RICHMOND, Va. — CVS Health announced that the company has expanded its safe medication disposal program to select CVS Pharmacy locations in Virginia to help facilitate proper and timely disposal of opioids and other medications that could be diverted or misused if left in medicine cabinets. Virginia Attorney General Mark Herring, Chesterfield Deputy Chief of Police, Lt. Col. Dan Kelly, addiction specialist Dr. Peter Breslin and McShin Foundation chief executive officer Honesty Brackett Liller attended the launch of the program at a Richmond CVS Pharmacy location.
“Every day, our pharmacy teams see firsthand the impact of the alarming and rapidly growing epidemic of opioid addiction and misuse,” said Thomas Moriarty, chief policy and external affairs officer, CVS Health. “Expanding our safe medication disposal efforts here in Virginia is an extension of the many initiatives in place across our company to fight the opioid abuse epidemic and fulfill our purpose of helping people on their path to better health.”

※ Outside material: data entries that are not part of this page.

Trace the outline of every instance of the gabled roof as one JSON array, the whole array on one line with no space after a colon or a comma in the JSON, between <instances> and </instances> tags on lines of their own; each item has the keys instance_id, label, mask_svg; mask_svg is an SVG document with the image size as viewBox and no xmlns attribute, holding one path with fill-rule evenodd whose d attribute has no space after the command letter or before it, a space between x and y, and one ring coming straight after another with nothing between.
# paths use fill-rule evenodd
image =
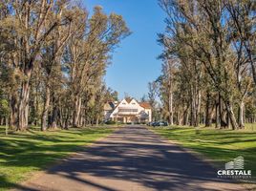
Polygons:
<instances>
[{"instance_id":1,"label":"gabled roof","mask_svg":"<svg viewBox=\"0 0 256 191\"><path fill-rule=\"evenodd\" d=\"M133 100L133 98L126 97L125 100L126 100L127 103L130 103Z\"/></svg>"},{"instance_id":2,"label":"gabled roof","mask_svg":"<svg viewBox=\"0 0 256 191\"><path fill-rule=\"evenodd\" d=\"M148 102L140 102L139 103L140 107L144 108L144 109L151 109L151 105Z\"/></svg>"},{"instance_id":3,"label":"gabled roof","mask_svg":"<svg viewBox=\"0 0 256 191\"><path fill-rule=\"evenodd\" d=\"M115 109L115 103L113 103L112 101L109 101L109 102L104 104L105 111L112 111L114 109Z\"/></svg>"}]
</instances>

The 32 new medication disposal units will be installed in CVS Pharmacy locations across the state, supplementing the 64 units CVS Health has donated to local law enforcement departments in Virginia. Nationwide, the company has donated nearly 900 units to police departments, collecting more than 350,000 pounds, or 159 metric tons, of unwanted medication.
“This is an important step in combatting fatal heroin and prescription drug overdoses and provides a safe way for Virginians to get these unused or unwanted drugs out of their homes,” said Attorney General Mark Herring. “Many times opioid addiction begins with the medicine cabinet, which is why it is crucial that we dispose of these drugs before they get into the hands of someone who could misuse or abuse them. I want to thank CVS Health for being proactive and I would encourage more pharmacies to install safe drug disposal units across the Commonwealth.”
“Chesterfield County and the Metro Richmond area, like communities across the country, are grappling with the devastating impacts of addiction,” said Lt. Col. Daniel Kelly, deputy chief of support for the Chesterfield CountyPolice Department. “Our department welcomes additional programs to the county as we continuously work, internally and collaboratively with other entities, to reduce the negative consequences of addiction through prevention, education, outreach, and enforcement.”
“Harm reduction is the key pillar in addiction treatment and, with this movement, CVS Health is showing that they truly understand it,” said Dr. Peter Breslin, an addiction medicine specialist in Richmond, VA. “CVS Health understands the seriousness of the opioid epidemic and is taking clear measures to prevent our kids from getting addicted, or even worse, falling victim to an accidental overdose in the home.”
“I am excited to see CVS Health stepping up and taking the initiative to help with this epidemic,” said Honesty Brackett
Liller, chief executive officer, The McShin Foundation. “This is a community problem and we all need to work together to help save lives.”
The new units in Virginia are part of the expansion of 750 safe medication disposal units to CVS Pharmacy locations across the U.S. and other enhancements to the company’s strategy to address and prevent opioid abuse, announced in September 2017. As part of that effort, the company also said it would enhance opioid utilization management aligned with the CDC Guideline for CVS Caremark clients and members, complementing measures already in place. This work builds on ongoing programs the company operates including the Pharmacists Teach program, which brings CVS Pharmacists to local schools to talk to teens and parents about the dangers of abusing prescription drugs. More than 300,000 teens nationally – including nearly 13,000 in Virginia – have already participated in the program. CVS Health has also worked to expand access to the opioid overdose-reversal drug naloxone in 46 states, including Virginia.